After such a long winter my houseplants are looking unhealthy. What can I do?
By Jay Mclaren

Certainly with a long winter, short days, low light intensity and general lack of good growing conditions houseplants suffer. The coming of longer days and more sunshine will help. The other big help with improving the health of houseplants is to fertilize them.

For flowering plants, something high in the middle number will help to bring out more blooms. The middle number of all fertilizers is Phosphorous. It encourages flowers and good rooting. A good example of a fertilizer for flowering houseplants would be 15-30-15. For green plants such as the many tropicals that we grow indoors, a fertilizer higher is the first number, which is Nitrogen, would be beneficial. Nitrogen is what promotes healthy green plants. An example of a high Nitrogen fertilizer for indoor use would be a balanced fertilizer such as 20-20-20. If there is not many of either flowering or tropical plants in the collection an all-purpose fertilizer 15-15-18 would be appropriate.

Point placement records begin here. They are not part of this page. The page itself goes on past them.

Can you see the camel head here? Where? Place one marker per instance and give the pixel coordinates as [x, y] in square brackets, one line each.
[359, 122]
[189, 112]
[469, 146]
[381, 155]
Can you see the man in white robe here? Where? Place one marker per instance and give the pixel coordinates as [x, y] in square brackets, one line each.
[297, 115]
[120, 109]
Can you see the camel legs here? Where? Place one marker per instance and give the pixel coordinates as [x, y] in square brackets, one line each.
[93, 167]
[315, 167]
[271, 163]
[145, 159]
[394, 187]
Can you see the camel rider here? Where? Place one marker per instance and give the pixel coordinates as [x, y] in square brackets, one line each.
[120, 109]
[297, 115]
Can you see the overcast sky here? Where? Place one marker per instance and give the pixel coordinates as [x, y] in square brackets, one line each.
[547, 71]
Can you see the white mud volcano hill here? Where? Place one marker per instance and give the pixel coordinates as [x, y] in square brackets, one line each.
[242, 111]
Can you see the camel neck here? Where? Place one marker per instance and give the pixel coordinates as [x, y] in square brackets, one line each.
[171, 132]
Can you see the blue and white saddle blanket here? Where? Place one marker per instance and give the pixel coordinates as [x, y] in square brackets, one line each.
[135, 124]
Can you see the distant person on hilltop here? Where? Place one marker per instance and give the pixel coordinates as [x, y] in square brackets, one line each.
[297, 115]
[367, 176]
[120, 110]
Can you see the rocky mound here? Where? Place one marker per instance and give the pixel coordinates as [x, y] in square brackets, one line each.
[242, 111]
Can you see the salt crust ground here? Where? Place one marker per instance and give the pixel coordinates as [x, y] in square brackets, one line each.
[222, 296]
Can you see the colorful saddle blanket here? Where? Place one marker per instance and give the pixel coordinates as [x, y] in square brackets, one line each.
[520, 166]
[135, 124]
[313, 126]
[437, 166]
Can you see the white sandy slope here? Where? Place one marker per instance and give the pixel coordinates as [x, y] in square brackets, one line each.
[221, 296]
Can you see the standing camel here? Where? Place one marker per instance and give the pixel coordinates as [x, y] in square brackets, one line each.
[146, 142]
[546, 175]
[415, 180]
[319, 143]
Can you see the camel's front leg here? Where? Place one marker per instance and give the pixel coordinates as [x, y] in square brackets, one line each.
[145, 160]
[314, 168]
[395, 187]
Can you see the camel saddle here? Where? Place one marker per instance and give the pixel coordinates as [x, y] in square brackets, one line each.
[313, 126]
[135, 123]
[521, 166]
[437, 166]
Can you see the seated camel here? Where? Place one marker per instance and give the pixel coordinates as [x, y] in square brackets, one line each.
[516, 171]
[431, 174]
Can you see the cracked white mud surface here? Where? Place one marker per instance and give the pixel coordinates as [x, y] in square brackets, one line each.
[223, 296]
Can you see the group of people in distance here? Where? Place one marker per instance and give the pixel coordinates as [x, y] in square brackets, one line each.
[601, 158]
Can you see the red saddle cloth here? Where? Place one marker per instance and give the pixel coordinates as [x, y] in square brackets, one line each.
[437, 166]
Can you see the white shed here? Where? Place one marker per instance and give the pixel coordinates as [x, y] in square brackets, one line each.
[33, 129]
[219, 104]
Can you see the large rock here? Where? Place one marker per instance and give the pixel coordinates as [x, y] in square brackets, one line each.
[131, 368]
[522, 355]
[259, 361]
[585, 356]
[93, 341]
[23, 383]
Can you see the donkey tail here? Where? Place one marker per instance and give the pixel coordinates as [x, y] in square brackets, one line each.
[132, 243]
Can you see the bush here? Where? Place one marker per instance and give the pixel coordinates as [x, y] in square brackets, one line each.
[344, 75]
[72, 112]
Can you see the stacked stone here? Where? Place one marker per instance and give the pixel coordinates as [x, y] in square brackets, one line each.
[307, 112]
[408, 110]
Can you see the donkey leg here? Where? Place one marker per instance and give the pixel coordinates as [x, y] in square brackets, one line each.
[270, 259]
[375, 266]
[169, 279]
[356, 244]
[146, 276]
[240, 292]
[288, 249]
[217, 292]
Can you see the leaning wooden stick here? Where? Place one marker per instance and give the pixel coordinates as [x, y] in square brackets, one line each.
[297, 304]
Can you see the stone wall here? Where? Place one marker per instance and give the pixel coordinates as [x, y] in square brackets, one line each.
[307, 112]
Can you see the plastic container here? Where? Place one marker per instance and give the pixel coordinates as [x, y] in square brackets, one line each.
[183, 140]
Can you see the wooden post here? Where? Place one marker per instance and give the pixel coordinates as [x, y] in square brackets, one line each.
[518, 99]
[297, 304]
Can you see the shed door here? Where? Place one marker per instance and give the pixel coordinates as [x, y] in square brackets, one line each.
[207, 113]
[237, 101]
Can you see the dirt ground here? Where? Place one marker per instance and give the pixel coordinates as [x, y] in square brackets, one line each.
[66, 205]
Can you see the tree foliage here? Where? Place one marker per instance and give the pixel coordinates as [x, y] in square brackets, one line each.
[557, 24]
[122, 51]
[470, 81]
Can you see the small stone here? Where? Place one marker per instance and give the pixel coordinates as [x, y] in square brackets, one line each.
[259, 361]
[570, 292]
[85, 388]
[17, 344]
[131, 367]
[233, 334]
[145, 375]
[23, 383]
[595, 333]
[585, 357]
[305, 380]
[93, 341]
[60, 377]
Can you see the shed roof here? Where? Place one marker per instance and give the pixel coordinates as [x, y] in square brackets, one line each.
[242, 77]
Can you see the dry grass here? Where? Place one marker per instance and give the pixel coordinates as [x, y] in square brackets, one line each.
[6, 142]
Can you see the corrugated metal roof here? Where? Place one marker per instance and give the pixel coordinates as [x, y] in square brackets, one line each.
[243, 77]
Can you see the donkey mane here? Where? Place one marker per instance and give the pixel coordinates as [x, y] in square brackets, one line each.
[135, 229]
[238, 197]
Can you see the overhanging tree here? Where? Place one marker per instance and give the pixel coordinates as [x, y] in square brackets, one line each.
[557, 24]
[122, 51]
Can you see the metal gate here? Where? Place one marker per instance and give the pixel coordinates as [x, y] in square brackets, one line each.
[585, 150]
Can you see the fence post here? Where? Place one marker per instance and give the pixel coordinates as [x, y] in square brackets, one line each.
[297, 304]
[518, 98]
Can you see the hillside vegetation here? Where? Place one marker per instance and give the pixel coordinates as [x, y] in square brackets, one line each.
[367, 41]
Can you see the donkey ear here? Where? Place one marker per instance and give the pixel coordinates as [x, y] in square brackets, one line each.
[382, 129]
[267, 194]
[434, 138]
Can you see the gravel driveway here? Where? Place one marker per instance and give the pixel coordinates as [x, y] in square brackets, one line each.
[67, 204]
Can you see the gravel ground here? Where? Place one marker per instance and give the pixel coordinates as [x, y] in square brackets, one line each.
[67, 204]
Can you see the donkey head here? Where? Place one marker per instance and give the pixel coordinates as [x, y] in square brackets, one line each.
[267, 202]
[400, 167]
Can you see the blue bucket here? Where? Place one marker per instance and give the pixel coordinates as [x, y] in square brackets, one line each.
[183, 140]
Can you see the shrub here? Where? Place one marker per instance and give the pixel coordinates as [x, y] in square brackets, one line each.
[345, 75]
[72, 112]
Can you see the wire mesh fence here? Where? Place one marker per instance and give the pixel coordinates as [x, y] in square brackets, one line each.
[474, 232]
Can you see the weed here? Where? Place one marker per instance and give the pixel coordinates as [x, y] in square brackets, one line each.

The timing of fertilizer applications is important. During the winter months feeding every 6 to 8 weeks is adequate. However, now we are experiencing better growing conditions and a fertilizing every 2 weeks would encourage healthier plants. The fertilizers mentioned are all soluble. That means they are dissolved in water and applied with a watering can. The best time of day to do this is first thing in the morning when the growing period of the day begins, and when the foliage of the plants can dry out so that they are not wet through the night.